В 1970 году, без сомнения, довольно трудно представить себе, какой была природа Америки, скажем, в 1900 году. Все нынешнее столетие страна наша только и делала, что отрекалась от пасторального идеала, столь ощутимого в искусстве и литературе XIX века. Одно из последствий технической революции в том и заключается, что нас отрывают от родной почвы. По- моему, мы теряем ориентацию, у нас произошло некое психологическое смещение во времени и в пространстве. Мы можем точно знать, где ближайший магазин самообслуживания и сколько осталось до перерыва на обед; но едва ли кто-нибудь из нас знает свое положение относительно звезд или ближайшего солнцестояния. Ощущение естественного порядка стало у нас ненадежным и смутным. Не тронутых цивилизацией мест остается все меньше и меньше.
Точно так же и сфера инстинктивного в нас сокращается – пропорционально утрачиванию нами подлинного представления о ней. И все же я считаю, что мы в силах сформулировать этическую основу своего отношения к земле – понятие о том, какое значение она имеет и должна иметь в нашей повседневной жизни. Более того – найти такую формулировку представляется мне совершенно необходимым. Создается впечатление, по крайней мере на первый взгляд, что этичное отношение к родной земле – нечто совершенно несвойственное большинству американцев, а может быть, чувство к ней еще только дремлет в них. Очень многие из нас относятся к родной земле безразлично. В силу некоторых особенностей моего жизненного опыта мне трудно понять, как подобное безразличие могло возникнуть.

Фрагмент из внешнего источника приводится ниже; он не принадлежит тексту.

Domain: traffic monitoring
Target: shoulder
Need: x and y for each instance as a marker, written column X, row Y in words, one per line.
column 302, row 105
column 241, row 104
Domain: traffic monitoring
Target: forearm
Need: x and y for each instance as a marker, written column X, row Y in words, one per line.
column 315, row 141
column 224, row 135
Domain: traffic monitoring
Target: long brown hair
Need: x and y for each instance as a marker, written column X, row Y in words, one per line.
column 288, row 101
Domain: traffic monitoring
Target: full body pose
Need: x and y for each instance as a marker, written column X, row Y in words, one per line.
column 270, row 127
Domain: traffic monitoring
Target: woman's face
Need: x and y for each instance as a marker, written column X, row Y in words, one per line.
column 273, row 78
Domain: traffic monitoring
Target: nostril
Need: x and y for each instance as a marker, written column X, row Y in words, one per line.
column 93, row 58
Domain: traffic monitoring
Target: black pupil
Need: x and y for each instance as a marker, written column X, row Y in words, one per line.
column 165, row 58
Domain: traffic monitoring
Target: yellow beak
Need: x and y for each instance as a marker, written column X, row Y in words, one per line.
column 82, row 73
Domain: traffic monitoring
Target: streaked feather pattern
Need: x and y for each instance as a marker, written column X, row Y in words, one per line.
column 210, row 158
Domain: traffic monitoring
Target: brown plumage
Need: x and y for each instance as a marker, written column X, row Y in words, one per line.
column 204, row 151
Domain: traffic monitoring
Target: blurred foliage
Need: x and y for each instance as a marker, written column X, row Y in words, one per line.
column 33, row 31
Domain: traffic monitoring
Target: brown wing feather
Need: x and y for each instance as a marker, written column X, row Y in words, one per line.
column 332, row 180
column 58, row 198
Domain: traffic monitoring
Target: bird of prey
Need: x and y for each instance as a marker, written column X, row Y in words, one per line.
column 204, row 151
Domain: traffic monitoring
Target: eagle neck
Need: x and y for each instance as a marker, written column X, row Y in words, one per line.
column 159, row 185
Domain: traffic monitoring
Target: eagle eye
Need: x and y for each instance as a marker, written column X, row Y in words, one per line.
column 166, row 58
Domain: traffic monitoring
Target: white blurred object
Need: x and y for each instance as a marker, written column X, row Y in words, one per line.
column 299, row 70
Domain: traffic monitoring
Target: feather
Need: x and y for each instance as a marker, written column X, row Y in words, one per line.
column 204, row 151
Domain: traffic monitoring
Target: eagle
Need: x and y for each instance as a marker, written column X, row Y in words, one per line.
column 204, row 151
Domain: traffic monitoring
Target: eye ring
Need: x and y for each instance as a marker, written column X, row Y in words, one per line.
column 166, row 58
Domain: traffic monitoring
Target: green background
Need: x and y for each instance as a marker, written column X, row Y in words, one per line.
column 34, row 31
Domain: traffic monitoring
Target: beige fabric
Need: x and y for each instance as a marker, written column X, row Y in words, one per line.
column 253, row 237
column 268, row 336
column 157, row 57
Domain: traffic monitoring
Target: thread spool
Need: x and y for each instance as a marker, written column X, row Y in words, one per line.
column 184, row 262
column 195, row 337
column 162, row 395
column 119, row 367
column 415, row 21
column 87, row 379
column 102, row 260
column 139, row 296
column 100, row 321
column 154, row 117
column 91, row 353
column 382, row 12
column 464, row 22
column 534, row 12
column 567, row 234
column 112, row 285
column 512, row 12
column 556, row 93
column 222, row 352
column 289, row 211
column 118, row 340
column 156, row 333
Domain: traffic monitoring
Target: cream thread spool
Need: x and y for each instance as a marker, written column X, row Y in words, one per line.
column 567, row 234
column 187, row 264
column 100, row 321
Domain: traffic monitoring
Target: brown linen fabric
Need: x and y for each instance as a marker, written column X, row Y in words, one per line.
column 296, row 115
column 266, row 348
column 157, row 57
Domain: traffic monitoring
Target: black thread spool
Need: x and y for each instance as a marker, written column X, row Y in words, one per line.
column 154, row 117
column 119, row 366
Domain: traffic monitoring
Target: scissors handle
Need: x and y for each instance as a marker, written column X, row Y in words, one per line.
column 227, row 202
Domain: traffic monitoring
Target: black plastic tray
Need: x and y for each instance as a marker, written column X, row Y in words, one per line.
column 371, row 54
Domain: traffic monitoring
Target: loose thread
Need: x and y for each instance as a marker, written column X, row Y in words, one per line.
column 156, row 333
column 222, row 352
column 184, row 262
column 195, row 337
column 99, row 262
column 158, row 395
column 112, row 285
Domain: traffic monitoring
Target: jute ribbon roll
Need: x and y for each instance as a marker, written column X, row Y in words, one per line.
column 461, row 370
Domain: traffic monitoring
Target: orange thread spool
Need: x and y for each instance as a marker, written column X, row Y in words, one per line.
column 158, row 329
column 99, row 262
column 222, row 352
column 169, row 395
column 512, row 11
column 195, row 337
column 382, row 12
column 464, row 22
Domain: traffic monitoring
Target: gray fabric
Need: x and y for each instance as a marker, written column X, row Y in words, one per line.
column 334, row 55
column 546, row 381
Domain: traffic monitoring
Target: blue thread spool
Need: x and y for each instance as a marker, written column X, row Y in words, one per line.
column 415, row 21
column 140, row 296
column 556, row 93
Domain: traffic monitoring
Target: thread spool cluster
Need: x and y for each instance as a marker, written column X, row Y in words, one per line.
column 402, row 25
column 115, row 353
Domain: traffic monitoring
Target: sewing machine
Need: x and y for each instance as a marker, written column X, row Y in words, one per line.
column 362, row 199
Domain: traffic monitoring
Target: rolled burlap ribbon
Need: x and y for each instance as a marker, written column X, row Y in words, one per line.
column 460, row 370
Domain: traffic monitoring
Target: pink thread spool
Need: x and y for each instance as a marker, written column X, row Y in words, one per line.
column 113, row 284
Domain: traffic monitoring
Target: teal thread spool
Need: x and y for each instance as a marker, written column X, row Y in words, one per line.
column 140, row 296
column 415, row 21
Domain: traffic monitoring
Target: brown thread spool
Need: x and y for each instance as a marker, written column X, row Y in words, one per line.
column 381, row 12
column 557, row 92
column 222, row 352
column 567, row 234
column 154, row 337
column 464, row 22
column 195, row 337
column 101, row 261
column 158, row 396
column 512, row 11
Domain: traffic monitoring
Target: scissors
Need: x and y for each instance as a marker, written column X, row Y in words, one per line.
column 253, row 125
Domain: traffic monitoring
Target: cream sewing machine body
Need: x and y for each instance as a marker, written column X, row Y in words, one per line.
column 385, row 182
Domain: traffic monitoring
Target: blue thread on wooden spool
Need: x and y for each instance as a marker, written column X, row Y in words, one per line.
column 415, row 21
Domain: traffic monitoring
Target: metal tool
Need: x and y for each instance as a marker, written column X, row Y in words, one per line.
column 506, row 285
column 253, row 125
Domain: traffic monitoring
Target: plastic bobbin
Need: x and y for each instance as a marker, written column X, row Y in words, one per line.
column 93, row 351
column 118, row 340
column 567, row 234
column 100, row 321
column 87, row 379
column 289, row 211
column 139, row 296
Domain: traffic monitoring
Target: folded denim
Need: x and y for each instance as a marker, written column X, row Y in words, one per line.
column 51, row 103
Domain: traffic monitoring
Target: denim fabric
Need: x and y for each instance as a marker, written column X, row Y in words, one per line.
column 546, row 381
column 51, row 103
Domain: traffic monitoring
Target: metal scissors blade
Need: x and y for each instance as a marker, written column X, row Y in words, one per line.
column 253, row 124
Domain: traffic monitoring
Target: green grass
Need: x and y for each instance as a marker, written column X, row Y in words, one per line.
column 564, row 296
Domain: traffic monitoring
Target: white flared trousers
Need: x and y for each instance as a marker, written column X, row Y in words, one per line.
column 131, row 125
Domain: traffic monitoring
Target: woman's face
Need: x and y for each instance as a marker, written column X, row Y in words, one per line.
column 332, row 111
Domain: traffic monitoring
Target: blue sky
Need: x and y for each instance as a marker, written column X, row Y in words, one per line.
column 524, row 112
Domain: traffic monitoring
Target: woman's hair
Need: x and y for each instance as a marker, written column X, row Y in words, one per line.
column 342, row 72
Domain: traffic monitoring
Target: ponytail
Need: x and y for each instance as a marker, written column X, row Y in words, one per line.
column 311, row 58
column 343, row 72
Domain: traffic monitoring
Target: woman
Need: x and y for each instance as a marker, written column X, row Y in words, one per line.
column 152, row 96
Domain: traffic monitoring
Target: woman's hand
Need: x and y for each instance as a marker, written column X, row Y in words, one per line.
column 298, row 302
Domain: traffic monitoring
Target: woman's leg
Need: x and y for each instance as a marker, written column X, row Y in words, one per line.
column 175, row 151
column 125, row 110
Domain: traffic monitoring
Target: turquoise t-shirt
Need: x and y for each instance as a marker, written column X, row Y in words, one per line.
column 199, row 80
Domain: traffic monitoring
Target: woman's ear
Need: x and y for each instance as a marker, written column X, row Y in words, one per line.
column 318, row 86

… Ко-сан точно помнила, где родилась моя бабушка. «Вот тут», – говорила она и указывала на комель высокого дерева, а дерево это ничем не отличалось от сотни других, росших в низине на берегу реки Уошито. Сам я не видел никаких признаков того, что хоть один человек когда-нибудь здесь побывал, произнес хоть единое слово или хотя бы коснулся ствола кончиками пальцев. А вот Ко-сан сумела воскресить в своей памяти даже новорожденную. Вероятно, она припомнила и голос моей бабушки: долго и сосредоточенно вслушивалась в себя, пока, наконец, не услыхала его. В роще стоял неподвижный тяжкий зной. Мне подумалось, что сюда-то, к стволу, наверно, сходятся духи.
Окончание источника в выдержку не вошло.